Slaytı ters çevirin. Slaytı bir hibridizasyon kasetine yerleştirin, 45 santigrat dereceye kadar ısıtın ve nemi kontrol etmek için alt oluğa 10 mikrolitre su ekleyin. Bu adım, kazma daha düşük sıcaklıklarda kolay kristalleşeceği ve slayt üzerinde arka plan bırakacağı için uygulanmalıdır.
Bu, çok ince bir sıvı tabakası olduğu için çözelti slayt üzerindeyken özellikle önemlidir. Bu noktada, kaseti kapatın ve 45 santigrat derecede 36 ila 40 saat inkübe edin. Sürgünün hibridizasyon kasetinden çıkarılması çok önemlidir.
Kazmak, oda sıcaklığında kolay kristalleşir. Sürgü hemen daldırılmalı ve kapak astarı yıkama solüsyonuna çıkarılmalıdır. Tüm yıkama solüsyonları önceden hazırlanmış olmalı ve pH değeri yedi olmalıdır, nötr olmayan pH yan gözleri bozabilir.
Yıkama solüsyonunu önceden 45 santigrat dereceye ısıtın. Hibridizasyon odasını açmadan önce bir Copeland kavanozuna yaklaşık 60 mililitre yıkama solüsyonu ekleyin. Odayı açın.
Slaytı cımbızla çıkarın ve slaytı yıkama solüsyonuna ekleyin. Kapak fişi hala takılıyken 10 ila 20 saniye bekleyin ve kapak fişini cımbızla geri alın. Kaydıraktan düşmüş olmalıydı.
Bu, kazma kolay tamponunun kristalleşmesini engellediği ve aynı zamanda kapak kızağının mekanik olarak çıkarılmasıyla sürgünün olası çizilmesini azalttığı için önemli bir adımdır. Slaytı yıkama solüsyonunda üç kez yıkayın. Her biri ajitasyon ile bir dakika.
Slaytı üç kez durulayın. Son yıkamadan sonra görülebilen yıkama solüsyonunda SDS'den kalan kabarcıklar olmamalıdır. Santrifüje hazır olana kadar slaytı yıkama solüsyonunda bırakın.
50 mililitrelik bir Falcon tüpünde 700 G'de bir dakika boyunca santrifüjleyin. Kullanmadan önce Falcon tüpünün kuru olduğundan emin olun.

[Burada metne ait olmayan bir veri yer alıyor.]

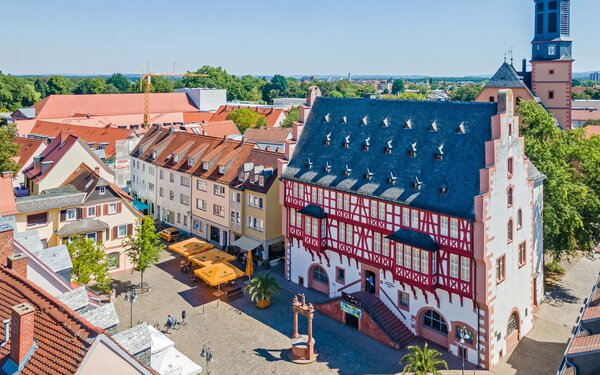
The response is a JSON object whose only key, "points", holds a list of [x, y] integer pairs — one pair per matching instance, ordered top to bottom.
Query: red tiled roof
{"points": [[59, 106], [270, 114], [86, 133], [27, 147], [8, 205], [63, 337], [584, 344]]}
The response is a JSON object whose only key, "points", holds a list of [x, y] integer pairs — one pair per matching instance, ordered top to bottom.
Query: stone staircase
{"points": [[387, 321]]}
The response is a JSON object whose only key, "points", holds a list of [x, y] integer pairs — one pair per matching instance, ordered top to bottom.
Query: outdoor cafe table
{"points": [[190, 247], [211, 257]]}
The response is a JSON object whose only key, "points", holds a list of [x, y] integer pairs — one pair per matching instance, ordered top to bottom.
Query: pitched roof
{"points": [[506, 77], [58, 106], [270, 114], [88, 134], [272, 135], [27, 148], [447, 185], [62, 336]]}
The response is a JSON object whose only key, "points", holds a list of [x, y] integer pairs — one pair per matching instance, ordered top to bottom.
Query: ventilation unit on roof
{"points": [[346, 143], [366, 144], [388, 147], [412, 151], [439, 154], [347, 170], [392, 179], [417, 184]]}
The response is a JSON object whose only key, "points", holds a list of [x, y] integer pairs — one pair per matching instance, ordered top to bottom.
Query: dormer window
{"points": [[346, 143], [366, 144], [388, 147], [412, 151], [439, 154], [347, 170], [392, 179], [417, 184]]}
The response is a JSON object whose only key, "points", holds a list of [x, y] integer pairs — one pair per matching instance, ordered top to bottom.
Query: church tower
{"points": [[552, 61]]}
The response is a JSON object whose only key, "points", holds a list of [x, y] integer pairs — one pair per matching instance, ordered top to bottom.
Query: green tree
{"points": [[118, 80], [57, 85], [90, 86], [398, 86], [465, 93], [292, 115], [244, 118], [8, 149], [571, 163], [144, 248], [89, 261], [423, 361]]}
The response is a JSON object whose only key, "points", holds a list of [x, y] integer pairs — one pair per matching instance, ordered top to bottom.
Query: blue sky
{"points": [[395, 37]]}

Sinyal yoğunlukları zamanla azalacağı için slaydı hemen tarayın.
Ortamdaki ozon Seviyelerine bağlı olarak, her Tarayıcı farklıdır, ancak izlenmesi gereken bazı ortak yönergeler vardır. Slayt görüntüleme için. Tarama işlemi sırasında ortamdaki ozon seviyeleri kritik öneme sahiptir.
Bilim kurgu kalıbı ozona duyarlıdır ve uzun bir tarama süresi boyunca hızla bozulur. Ozonun milyarda beş parçasının S beşini etkilediği gösterilmiştir. Bu, açık bir günde hafif trafik kirliliğine eşdeğerdir.

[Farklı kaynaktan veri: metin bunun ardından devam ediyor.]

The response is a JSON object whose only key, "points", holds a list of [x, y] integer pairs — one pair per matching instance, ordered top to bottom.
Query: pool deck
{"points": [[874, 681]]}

Ortam ozon seviyelerini kaydetmek için ozon ölçüm cihazları önerilir. Her kanal S3 ve SCI beş için ayrı bir görüntü oluşturulur. Kanallar, tarayıcının pozlama, zaman, uyarım, giriş veya yakalama hassasiyeti değiştirilerek dengelenebilir.
Bu görüntüler artık analiz için hazırdır.
View the full transcript and gain access to thousands of scientific videos
Bu video, tüm genom tiling yolu dizi CGH için hibridizasyon protokolünü gösterir ve minimal DNA girişi ile insan genomunun tamamının taranmasını sağlar. Yöntem, arşiv materyalleri de dahil olmak üzere çeşitli numune tiplerinin analizini sağlar.